Inviato in un tempio Sith dal suo maestro per raggiungere la “calma e il silenzio“, l’apprendista di Sidious doveva riflettere sulla necessità della furtività e della strategia oltre alla forza bruta. Come visto alla fine di Darth Maul: Black, White & Red #4 di Greg Pak, Luca Pizzari e Will Sliney, Palpatine raggiunge il suo apprendista per controllarne i progressi. Tuttavia, quello che trova non sembra essere ciò che aveva in mente per il suo allievo prima de La Minaccia Fantasma.

Anche se Sidious lo trova immobile e silenzioso, questo non è il risultato di una buona meditazione. In realtà è tutto dovuto al massacro di un villaggio, che appare sullo sfondo assieme a diversi corpi. Stanco dei rumori, aveva scatenato la sua rabbia sui residenti vicini al tempio Sith, nonostante la sua missione fosse quella di raggiungere la calma e il silenzio per controllare la sua aggressività.
Maul aveva iniziato a lavorare per controllare la sua grande impazienza e rabbia. In questo numero lo vediamo che cerca di raggiungere questo obiettivo attraverso il silenzio. La quiete, però, era molto difficile da trovare a causa del villaggio vicino. Infuriato, si reca nel villaggio e dopo una disputa con il sindaco e i residenti, li uccide per portare finalmente calma nella zona.

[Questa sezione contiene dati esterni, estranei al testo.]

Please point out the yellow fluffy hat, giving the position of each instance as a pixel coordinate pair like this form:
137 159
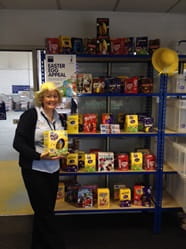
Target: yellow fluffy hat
165 60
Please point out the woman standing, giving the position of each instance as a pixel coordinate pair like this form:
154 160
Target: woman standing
40 171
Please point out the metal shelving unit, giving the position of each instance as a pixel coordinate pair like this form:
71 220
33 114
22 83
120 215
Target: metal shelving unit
160 134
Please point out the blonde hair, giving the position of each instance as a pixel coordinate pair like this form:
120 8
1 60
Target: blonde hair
45 87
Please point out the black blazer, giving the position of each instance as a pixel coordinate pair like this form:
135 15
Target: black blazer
24 138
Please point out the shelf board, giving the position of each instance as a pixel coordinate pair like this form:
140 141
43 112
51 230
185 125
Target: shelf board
65 207
173 133
121 134
168 169
115 172
113 58
117 94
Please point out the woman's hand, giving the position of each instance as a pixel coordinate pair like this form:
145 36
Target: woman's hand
46 156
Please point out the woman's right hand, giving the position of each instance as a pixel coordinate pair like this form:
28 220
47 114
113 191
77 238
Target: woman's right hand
46 156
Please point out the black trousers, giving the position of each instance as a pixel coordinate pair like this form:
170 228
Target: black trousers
42 190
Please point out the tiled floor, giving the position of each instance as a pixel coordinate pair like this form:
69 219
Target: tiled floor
109 231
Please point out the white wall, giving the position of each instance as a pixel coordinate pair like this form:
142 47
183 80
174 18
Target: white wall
15 69
23 28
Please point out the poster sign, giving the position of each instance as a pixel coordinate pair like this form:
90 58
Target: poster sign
60 67
18 88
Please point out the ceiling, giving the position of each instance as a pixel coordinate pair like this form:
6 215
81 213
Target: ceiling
157 6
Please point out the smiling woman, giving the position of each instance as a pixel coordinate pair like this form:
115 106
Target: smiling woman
40 169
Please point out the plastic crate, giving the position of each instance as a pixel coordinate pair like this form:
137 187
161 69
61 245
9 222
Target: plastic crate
176 115
175 156
176 187
177 84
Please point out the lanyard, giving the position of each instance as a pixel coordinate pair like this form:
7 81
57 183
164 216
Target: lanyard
49 124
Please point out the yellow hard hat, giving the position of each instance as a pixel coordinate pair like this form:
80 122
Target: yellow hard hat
165 60
48 86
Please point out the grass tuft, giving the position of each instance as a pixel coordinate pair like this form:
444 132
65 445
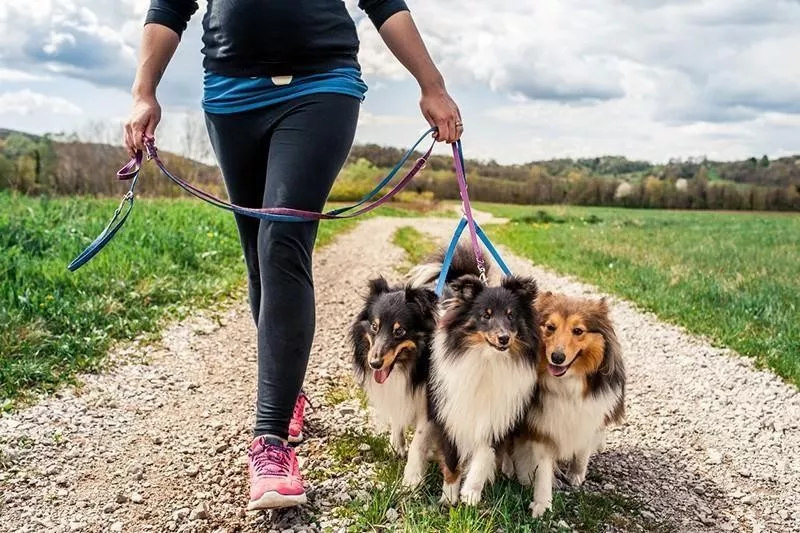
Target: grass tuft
729 276
416 244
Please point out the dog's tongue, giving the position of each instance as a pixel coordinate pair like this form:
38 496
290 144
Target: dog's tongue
557 370
382 375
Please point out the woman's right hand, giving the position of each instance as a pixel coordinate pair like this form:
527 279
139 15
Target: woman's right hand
144 118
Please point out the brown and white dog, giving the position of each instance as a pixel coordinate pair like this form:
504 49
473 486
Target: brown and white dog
580 391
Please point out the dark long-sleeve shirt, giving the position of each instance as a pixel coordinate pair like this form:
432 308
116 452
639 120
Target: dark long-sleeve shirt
274 37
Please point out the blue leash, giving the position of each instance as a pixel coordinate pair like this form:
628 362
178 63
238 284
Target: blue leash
451 249
131 172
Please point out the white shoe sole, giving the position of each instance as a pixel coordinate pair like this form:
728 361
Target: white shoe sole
276 500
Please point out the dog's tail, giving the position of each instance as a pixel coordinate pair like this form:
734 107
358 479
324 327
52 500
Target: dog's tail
463 263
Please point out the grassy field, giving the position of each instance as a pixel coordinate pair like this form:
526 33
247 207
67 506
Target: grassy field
730 276
171 256
417 246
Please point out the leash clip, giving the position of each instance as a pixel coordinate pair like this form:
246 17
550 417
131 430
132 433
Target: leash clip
150 148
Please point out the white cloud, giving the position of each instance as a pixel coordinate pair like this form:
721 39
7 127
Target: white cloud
15 76
26 102
646 78
366 118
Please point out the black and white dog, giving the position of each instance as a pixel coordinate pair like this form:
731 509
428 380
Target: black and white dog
391 339
482 370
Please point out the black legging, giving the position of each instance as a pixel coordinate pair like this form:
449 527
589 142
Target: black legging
287 155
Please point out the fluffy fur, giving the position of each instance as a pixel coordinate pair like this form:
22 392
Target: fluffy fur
580 391
482 373
391 339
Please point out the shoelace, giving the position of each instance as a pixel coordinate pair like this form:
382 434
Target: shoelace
271 460
300 406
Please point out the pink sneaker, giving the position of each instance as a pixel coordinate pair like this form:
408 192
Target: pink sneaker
275 479
296 425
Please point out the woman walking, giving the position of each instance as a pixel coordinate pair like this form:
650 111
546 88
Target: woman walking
281 94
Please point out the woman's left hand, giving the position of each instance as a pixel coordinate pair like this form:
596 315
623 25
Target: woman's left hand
442 113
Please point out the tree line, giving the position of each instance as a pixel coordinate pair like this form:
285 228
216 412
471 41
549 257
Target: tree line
42 165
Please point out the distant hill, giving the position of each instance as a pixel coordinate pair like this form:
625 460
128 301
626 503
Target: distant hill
34 164
779 172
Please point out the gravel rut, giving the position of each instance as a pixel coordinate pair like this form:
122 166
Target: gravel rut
158 442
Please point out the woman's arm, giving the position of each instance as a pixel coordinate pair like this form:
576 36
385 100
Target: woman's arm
158 46
403 39
166 20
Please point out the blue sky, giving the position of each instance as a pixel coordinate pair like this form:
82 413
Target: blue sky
649 79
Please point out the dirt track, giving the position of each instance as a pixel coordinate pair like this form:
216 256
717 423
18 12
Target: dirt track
158 444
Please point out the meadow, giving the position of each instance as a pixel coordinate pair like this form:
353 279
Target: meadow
732 277
173 255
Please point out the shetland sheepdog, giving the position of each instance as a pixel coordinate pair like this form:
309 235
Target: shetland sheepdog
391 340
482 373
580 391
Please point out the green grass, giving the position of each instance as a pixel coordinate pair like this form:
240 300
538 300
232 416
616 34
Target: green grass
505 505
173 255
732 277
416 244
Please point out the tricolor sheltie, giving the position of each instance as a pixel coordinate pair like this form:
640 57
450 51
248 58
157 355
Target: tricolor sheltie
482 373
391 339
580 391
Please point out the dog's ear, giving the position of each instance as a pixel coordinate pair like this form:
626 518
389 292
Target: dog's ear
522 286
467 287
426 299
543 300
378 285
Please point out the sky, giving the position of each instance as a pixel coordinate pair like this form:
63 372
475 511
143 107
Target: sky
534 79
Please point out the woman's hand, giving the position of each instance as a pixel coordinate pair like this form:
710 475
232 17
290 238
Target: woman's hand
442 113
403 39
144 118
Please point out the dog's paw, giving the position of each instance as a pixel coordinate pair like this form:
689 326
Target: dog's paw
507 467
412 480
576 479
449 494
471 496
539 508
398 445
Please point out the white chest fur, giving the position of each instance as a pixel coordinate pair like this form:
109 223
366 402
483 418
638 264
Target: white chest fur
480 393
569 418
392 400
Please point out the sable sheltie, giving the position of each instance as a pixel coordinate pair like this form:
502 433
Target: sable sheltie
391 339
580 391
482 373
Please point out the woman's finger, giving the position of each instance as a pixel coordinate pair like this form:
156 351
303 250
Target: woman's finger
138 133
128 139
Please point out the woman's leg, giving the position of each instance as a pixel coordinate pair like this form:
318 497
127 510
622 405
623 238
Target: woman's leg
309 143
241 145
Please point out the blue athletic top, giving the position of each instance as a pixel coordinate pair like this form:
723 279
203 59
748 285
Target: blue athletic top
226 94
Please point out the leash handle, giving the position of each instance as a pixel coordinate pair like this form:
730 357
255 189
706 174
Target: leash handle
111 229
468 220
458 157
286 214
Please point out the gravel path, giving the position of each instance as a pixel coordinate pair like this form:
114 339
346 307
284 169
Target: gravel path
158 443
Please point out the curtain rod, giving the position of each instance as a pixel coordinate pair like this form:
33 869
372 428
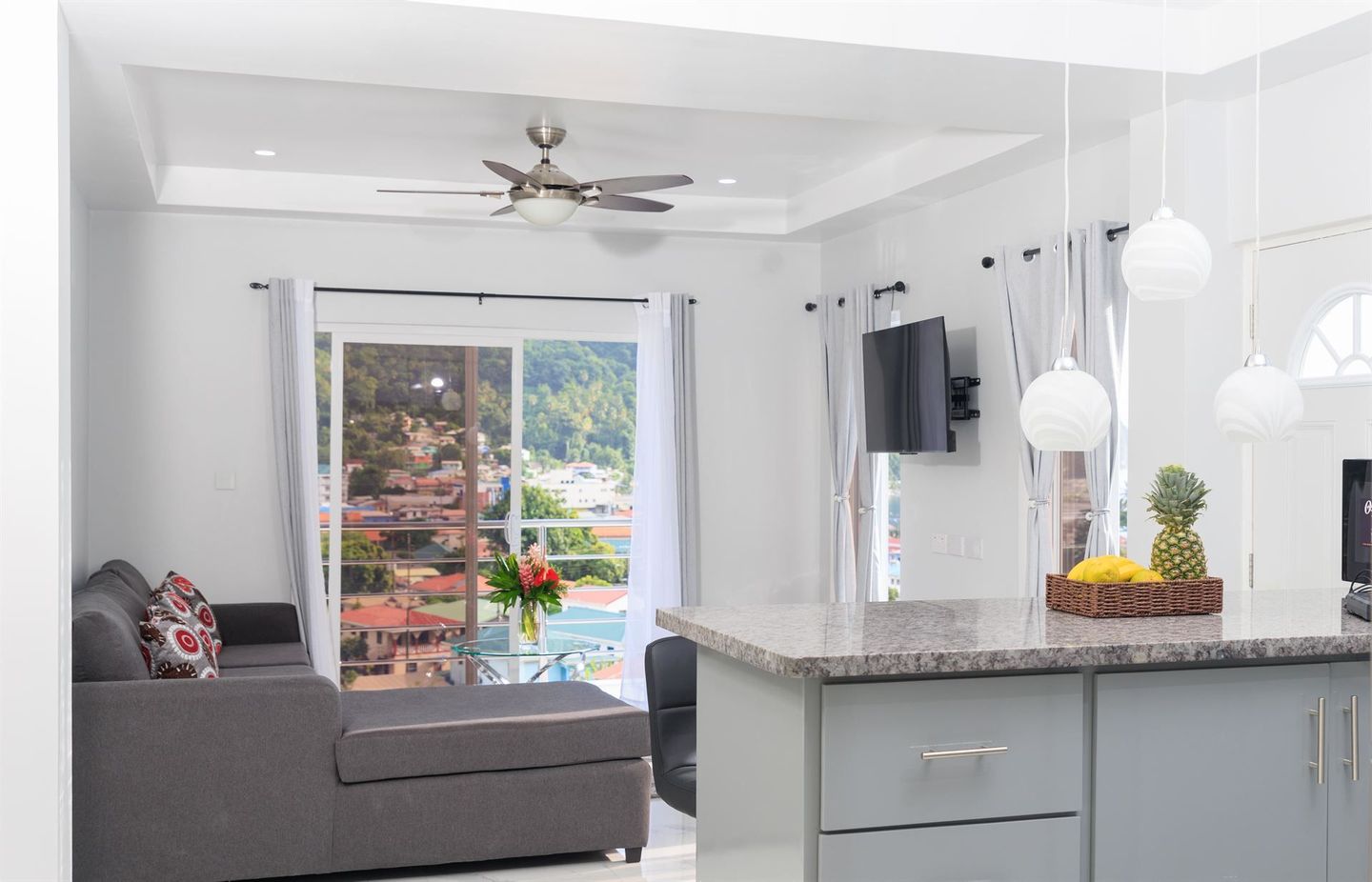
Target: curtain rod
987 262
898 287
477 295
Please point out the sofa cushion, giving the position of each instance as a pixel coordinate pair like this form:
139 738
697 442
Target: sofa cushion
183 589
112 586
281 670
105 641
405 732
264 654
174 651
131 576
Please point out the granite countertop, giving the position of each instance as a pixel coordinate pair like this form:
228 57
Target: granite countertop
1014 634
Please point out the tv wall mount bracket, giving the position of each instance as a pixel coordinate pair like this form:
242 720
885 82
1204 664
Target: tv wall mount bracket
960 398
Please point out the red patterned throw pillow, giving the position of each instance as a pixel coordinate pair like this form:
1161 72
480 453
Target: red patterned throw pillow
180 595
173 649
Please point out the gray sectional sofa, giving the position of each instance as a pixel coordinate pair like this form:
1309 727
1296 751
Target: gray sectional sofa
271 772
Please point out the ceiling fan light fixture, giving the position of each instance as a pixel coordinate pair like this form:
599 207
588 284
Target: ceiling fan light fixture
546 208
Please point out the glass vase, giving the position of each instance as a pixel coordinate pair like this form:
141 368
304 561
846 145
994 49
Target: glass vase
530 623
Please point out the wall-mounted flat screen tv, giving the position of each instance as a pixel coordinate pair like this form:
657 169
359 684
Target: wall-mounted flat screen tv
907 390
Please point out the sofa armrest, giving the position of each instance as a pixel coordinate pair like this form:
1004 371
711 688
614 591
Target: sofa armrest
245 624
203 779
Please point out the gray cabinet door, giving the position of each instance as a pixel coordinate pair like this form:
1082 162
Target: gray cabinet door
1349 815
1043 850
1202 775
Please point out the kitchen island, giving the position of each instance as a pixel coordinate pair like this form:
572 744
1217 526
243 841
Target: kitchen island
997 739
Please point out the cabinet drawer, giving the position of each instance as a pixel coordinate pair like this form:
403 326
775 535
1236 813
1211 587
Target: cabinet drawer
881 742
1016 851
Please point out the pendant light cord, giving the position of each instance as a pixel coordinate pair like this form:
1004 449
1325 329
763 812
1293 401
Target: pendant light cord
1162 196
1257 166
1066 210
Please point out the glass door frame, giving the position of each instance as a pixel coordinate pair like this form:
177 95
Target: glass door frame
343 333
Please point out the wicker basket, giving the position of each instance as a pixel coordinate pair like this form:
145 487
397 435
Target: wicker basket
1120 600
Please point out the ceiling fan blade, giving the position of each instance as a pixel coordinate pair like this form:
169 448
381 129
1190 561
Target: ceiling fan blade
509 173
626 203
449 192
636 184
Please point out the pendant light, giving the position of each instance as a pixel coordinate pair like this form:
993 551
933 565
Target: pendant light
1166 258
1259 402
1065 408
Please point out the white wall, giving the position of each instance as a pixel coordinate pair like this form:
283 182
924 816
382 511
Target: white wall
78 357
938 251
34 448
178 377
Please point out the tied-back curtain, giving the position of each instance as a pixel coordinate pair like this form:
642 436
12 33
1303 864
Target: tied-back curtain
293 423
1031 295
660 558
1104 313
837 332
872 313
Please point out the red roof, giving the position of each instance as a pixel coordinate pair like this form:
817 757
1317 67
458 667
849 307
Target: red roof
452 583
597 598
386 616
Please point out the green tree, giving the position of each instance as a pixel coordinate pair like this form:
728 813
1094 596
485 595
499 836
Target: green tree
539 504
362 578
365 482
353 648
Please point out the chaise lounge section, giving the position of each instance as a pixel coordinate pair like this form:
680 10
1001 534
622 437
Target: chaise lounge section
272 772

L’uccisione di queste persone peggiora soltanto la situazione. Avendo giustiziato un principe, il Sith si ritrova a dover massacrare anche il padre e la sua banda che si erano diretti lì per ritrovare il figlio scomparso. Ne scaturisce una feroce lotta che riduce il villaggio in fiamme.

Per arrivare alla calma e alla tranquillità egli aveva bisogno di sfogare tutta la sua rabbia e l’aggressività. Darth Maul ha effettivamente ottenuto ciò di cui aveva bisogno per meditare sul lato oscuro e aiutare a concentrare le sue riserve di rabbia. Palpatine trova questo risultato divertente, quasi godendo per la carneficina che il suo apprendista è stato in grado di provocare.
Sappiamo che in Star Wars: The Clone Wars Darth Maul va contro al suo Maestro. Grazie al potere e all’influenza sul mondo criminale, Maul rivolge la sua grande rabbia contro Palpatine. Il sentimento contro l’Imperatore si sveglia dopo essere stato rifiutato da quest’ultimo in La Minaccia Fantasma, a seguito del suo fallimento. La vera ironia è che Maul, con la sua meditazione e le sue conseguenze, ha portato alla corruzione di una pratica Jedi tra le più innocenti e profonde con un grande spargimento di sangue.